Forecasting hourly global solar radiation with an Artificial Neural Network

Abstract

Many studies have been carried out to estimate the global solar radiation,
since the determination by manual or automatic equipment involves high
costs. In general, solar radiation prediction models are intended to predict
daily solar radiation and are developed based on temperature data. Studies
on hourly solar radiation are scarce.

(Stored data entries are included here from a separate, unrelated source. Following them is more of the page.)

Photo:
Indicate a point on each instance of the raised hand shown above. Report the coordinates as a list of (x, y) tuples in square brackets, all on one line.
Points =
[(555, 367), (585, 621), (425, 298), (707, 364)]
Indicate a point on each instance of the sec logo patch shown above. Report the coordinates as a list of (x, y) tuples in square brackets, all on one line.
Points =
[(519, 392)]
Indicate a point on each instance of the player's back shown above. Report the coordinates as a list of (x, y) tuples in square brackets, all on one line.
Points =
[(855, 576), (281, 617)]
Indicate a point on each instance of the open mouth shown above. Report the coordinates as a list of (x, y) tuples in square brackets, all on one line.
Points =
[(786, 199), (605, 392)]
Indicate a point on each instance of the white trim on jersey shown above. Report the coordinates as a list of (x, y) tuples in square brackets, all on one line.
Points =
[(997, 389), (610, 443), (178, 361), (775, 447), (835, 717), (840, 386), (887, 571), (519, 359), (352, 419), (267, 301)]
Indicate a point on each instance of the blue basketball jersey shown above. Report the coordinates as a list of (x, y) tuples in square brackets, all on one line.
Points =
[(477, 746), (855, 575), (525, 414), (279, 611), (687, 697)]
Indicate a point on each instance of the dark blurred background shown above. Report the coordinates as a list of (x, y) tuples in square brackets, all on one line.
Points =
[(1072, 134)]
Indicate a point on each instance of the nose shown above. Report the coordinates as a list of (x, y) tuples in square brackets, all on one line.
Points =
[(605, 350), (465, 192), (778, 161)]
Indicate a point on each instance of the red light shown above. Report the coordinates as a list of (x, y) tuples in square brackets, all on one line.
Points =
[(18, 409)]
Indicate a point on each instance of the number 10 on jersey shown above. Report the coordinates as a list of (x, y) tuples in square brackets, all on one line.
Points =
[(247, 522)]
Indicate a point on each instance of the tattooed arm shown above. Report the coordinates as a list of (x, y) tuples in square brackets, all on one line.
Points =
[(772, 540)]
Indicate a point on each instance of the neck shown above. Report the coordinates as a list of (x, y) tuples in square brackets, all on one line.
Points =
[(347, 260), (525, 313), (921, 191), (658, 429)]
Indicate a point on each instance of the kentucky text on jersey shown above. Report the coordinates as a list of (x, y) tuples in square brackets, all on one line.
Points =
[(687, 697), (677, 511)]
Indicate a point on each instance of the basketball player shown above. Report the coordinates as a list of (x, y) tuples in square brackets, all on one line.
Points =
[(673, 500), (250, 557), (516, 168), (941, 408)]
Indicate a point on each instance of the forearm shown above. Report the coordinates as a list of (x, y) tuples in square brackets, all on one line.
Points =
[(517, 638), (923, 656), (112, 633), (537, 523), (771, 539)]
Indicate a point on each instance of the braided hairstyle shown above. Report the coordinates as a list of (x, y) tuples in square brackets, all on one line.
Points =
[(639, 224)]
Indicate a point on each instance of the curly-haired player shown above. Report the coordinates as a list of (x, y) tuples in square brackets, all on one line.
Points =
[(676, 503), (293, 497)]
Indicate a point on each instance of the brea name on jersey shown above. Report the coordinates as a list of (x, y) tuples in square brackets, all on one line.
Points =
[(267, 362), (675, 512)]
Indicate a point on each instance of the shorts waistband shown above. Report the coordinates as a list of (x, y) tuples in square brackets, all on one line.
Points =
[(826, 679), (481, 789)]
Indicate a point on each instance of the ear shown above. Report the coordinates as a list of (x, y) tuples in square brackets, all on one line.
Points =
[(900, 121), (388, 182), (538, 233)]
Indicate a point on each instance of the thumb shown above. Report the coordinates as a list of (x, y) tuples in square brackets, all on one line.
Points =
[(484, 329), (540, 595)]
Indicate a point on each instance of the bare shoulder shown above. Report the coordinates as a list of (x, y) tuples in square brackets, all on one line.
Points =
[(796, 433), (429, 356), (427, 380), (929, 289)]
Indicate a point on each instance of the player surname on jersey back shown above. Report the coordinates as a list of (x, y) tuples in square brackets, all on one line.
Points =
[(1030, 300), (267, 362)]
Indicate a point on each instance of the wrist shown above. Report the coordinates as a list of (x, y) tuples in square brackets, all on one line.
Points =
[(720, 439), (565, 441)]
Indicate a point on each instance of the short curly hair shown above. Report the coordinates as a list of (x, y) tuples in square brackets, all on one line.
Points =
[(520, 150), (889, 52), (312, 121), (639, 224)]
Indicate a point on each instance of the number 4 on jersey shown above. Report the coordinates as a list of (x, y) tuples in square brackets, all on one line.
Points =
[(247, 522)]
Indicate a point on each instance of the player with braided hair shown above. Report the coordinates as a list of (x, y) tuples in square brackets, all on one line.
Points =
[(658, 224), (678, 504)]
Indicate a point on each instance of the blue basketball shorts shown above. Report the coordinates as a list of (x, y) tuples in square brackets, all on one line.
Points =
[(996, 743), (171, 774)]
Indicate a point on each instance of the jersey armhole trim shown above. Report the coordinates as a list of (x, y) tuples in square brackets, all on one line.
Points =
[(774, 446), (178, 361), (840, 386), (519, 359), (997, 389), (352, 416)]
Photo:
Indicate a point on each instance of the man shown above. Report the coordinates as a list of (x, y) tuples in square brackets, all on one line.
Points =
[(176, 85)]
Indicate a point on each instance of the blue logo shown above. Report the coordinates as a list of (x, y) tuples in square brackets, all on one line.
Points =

The determination of hourly solar
radiation can increase accuracy in some areas of research, such as precision
agriculture. In addition, the hourly variations of the solar radiation intrinsically
compute local attributes that interfere in the process of solar radiation, such
as topography, relief and atmospheric composition. The goal of this study
was to develop an Artificial Neural Network to predict hourly solar radiation
from temperature data and incident solar radiation at the top of the
atmosphere at noon. For this, monitoring data from the automatic station of
the National Institute of Meteorology, located in Campos dos Goytacazes, Rio
de Janeiro State, Brazil, at coordinates 41.35° W Longitude and 21.71° S
Latitude, were used. The adopted model was an Artificial Neural Network with
multiple layers (Multilayer Perceptron). The performance of the model was
evaluated by Mean Squared Error, Mean Absolute Error and R².

Author Biographies

Ronald Rocha de Jesus, INSTITUTO FEDERAL FLUMINENSE


PhD student in Modeling and
Technology for the Environment Applied
to Water Resources - Fluminense Federal
Institute of Education, Science and
Technology.

Elias Fernandes de Sousa, Universidade Estadual do Norte Fluminense Darcy Ribeiro - UENF

PhD in Plant Production - North Fluminense State University – UENF.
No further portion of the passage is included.